If a report shows only a positive screening result with no confirmatory test, treat that result with skepticism. A confirmed positive, where the mass spectrometry test also came back above the cutoff, is far more reliable. The confirmatory step improved overall accuracy by about 9% in one direct comparison, and it eliminates the cross-reactivity issues that plague initial screens.
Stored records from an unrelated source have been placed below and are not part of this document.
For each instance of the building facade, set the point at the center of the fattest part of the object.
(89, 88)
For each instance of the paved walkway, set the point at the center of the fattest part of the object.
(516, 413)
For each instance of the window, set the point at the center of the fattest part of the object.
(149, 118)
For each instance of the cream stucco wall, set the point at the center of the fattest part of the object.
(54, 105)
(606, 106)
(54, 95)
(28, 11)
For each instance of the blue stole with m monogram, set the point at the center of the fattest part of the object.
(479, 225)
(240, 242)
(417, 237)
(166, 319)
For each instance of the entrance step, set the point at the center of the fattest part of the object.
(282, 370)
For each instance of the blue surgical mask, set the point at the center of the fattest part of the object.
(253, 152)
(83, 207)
Understanding “None Detected”
“None detected” or “not detected” does not necessarily mean a substance was completely absent from the sample. It means the concentration was below the test’s ability to reliably measure it. Every lab test has two key thresholds: the limit of detection (the lowest concentration that can be reliably distinguished from zero) and the limit of quantitation (the lowest concentration that can be measured with acceptable precision). A substance can be present in the sample but still come back as “not detected” if it falls below these thresholds.
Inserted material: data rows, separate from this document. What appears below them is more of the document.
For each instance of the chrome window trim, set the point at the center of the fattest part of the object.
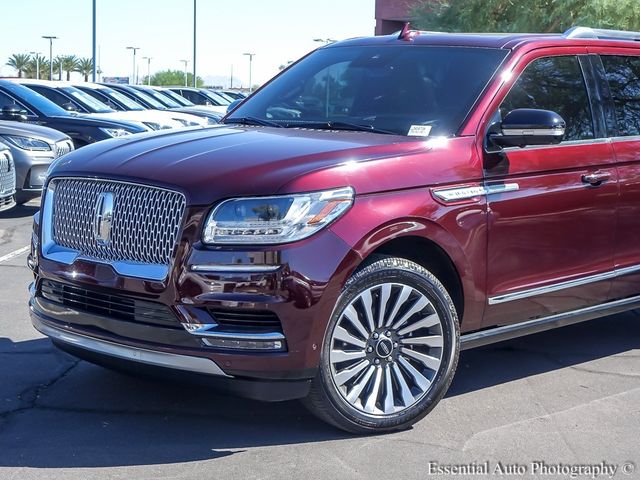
(52, 251)
(135, 354)
(534, 292)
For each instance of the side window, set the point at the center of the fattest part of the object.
(557, 84)
(623, 75)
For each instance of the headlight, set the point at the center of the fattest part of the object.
(28, 143)
(272, 220)
(115, 132)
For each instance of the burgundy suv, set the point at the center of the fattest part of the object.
(374, 209)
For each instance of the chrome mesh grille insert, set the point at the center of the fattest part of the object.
(7, 175)
(144, 228)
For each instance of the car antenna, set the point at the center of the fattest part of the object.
(406, 33)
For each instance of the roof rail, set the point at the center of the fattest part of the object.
(601, 33)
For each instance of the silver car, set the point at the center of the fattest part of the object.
(7, 178)
(33, 148)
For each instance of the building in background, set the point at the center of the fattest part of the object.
(391, 15)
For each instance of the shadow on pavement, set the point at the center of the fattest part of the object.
(71, 414)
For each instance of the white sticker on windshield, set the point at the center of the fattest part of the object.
(419, 131)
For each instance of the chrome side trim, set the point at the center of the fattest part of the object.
(507, 332)
(208, 330)
(568, 143)
(463, 193)
(140, 355)
(235, 268)
(534, 132)
(534, 292)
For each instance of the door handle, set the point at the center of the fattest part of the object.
(596, 178)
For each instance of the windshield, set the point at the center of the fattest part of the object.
(118, 97)
(406, 90)
(178, 98)
(218, 99)
(83, 98)
(35, 101)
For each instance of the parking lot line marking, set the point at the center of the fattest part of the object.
(15, 253)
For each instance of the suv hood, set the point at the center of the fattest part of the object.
(30, 130)
(208, 164)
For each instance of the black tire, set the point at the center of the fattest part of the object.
(325, 400)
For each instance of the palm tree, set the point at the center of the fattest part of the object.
(57, 66)
(69, 64)
(84, 66)
(19, 61)
(40, 62)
This is particularly relevant for substances with very short detection windows. If someone used a drug and the sample was collected well after the detection window closed, the report will read “none detected” even though use occurred. It’s a statement about what the test found at the time of collection, not a definitive statement about whether the person ever used the substance.
The Analytes Not Detected Section
This section lists every substance the lab tested for but did not find. It’s easy to skip over, but it provides important context. If you’re trying to understand someone’s cause of death or clinical picture, knowing what was ruled out can be just as valuable as knowing what was found. A long list of negatives narrows the possibilities and strengthens the significance of whatever did show up.
Specimen Validity Testing
For urine-based reports, you may see a section on specimen validity. Labs check three markers to ensure the sample hasn’t been tampered with: creatinine concentration, specific gravity, and pH. A urine sample is flagged as dilute when creatinine falls between 2 and 20 mg/dL and specific gravity is between 1.0010 and 1.0030. This can happen from drinking large amounts of water before the test, and it means the results may underrepresent what’s actually in the person’s system.
A sample is reported as substituted (meaning it’s likely not real urine) when creatinine drops below 2 mg/dL and specific gravity falls outside the range of 1.0010 to 1.0200. A pH below 3 or above 11 flags the sample as adulterated, since normal urine pH falls well within that range. If a report notes any of these validity issues, the drug results from that sample are unreliable.
Testing Methodology
Near the end of most reports, you’ll find a section describing the lab methods used. For most readers, the key thing to look for here is whether both screening and confirmatory testing were performed. The methodology section will reference immunoassay for initial screens and some form of mass spectrometry (often abbreviated as GC-MS or LC-MS/MS) for confirmation. If only immunoassay was used, the results carry less certainty. If mass spectrometry confirmed the findings, the identification of specific substances and their concentrations is highly reliable.